Didn't know the guy, but it's perhaps a testament to his work that it had that effect. It's a sad loss that he'll never be "Utterly Invigorated" again.
Rest in peace.
Re: Oh no...
Had precisely the same reaction here too.
I've not even given Mike Singleton and his games a second thought in what must be 20 years, but the memory of his work lingers on to this day!
RIP Mike - 61 is no age to go.
Lords of Midnight.
Now there was a game where you had to actually remember where your 'people' were in the larger context. Easy yes, (once you got the feel), but outstanding coding to get it on a 48K speccy. Midwinter was also a tour de force, (and nicely brought upto date by the likes of Just Cause). Carrier Command never appealed, but nice to see the legacy lives on. ZX81 games pack 1, yeh - this is where I came in :-)
A man who brought real innovation to gaming and opened our eyes to what was possible.
Night has fallen and the foul are abroad.

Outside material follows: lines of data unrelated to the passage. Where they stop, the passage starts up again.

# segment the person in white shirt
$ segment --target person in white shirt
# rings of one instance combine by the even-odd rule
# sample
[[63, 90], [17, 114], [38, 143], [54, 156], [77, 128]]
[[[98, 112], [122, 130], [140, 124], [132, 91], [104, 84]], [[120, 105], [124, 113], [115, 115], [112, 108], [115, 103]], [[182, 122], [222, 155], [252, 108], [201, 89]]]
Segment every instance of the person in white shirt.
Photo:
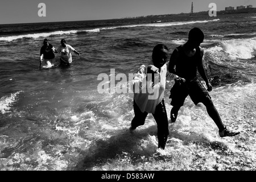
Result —
[[72, 62], [72, 53], [75, 52], [79, 56], [79, 52], [76, 51], [71, 46], [67, 44], [65, 39], [60, 41], [61, 46], [57, 49], [57, 52], [60, 53], [60, 65], [69, 66]]
[[168, 122], [163, 100], [166, 78], [174, 80], [177, 76], [167, 72], [166, 64], [168, 48], [158, 44], [153, 49], [152, 60], [147, 69], [139, 68], [133, 80], [134, 110], [130, 130], [143, 125], [148, 113], [152, 113], [157, 124], [158, 148], [164, 149], [169, 135]]

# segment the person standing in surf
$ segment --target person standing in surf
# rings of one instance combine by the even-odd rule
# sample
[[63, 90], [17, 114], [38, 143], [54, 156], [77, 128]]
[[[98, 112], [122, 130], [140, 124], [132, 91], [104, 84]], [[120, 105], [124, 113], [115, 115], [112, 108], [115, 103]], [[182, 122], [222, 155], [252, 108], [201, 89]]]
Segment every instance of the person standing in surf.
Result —
[[66, 44], [65, 39], [61, 39], [60, 44], [61, 45], [57, 49], [57, 52], [60, 53], [60, 64], [61, 65], [69, 66], [72, 62], [72, 53], [75, 52], [79, 56], [80, 54], [71, 46]]
[[[212, 91], [212, 86], [203, 65], [204, 51], [199, 47], [204, 39], [204, 33], [200, 28], [191, 29], [187, 43], [175, 48], [171, 56], [169, 72], [179, 77], [175, 79], [175, 83], [171, 89], [170, 98], [173, 106], [171, 110], [171, 121], [176, 121], [180, 108], [189, 95], [196, 105], [202, 102], [205, 106], [207, 113], [218, 128], [220, 136], [233, 136], [239, 134], [240, 132], [230, 131], [224, 125], [208, 92]], [[197, 71], [205, 82], [207, 90], [199, 80]]]
[[143, 125], [148, 113], [152, 113], [158, 127], [158, 148], [164, 149], [169, 135], [167, 114], [163, 96], [166, 78], [174, 80], [175, 75], [167, 72], [166, 64], [168, 48], [158, 44], [153, 49], [152, 60], [147, 69], [142, 65], [133, 80], [135, 116], [131, 121], [130, 131]]
[[57, 51], [56, 51], [54, 47], [49, 43], [47, 39], [44, 39], [43, 44], [40, 50], [40, 61], [42, 63], [44, 60], [46, 63], [46, 65], [43, 66], [43, 68], [51, 68], [53, 65], [52, 64], [55, 57], [53, 52], [57, 53]]

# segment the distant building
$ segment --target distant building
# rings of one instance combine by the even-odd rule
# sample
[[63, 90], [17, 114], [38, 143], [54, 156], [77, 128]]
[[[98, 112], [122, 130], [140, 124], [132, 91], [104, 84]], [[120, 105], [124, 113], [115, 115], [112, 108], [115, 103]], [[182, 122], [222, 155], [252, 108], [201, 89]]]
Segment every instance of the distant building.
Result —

I briefly worked with Mike on the probably justly-obscure Starlord back in '93 at Maelstrom's office in Birkenhead. My strongest memory is of his sitting there staring at the code for an hour, suddenly going "Ah!", typing furiously for twenty minutes and one quick blat through MASM later, the 3D engine had a brand-new feature springing fully-formed from the head of Zeus, so to speak.
Oh, and the code in question was 80x86 assembler with no meaningful symbolic address labels as that would have made it too easy. Even back then, most PC/Amiga/ST development was done in C apart from very low level graphics operations, so his assembly-abilities impressed even then.
It's a shame to see him go.
One thing; I'm fairly certain Carrier Command was done by Realtime Games in Leeds, which was Baird, Oliver and Onions, not Singleton.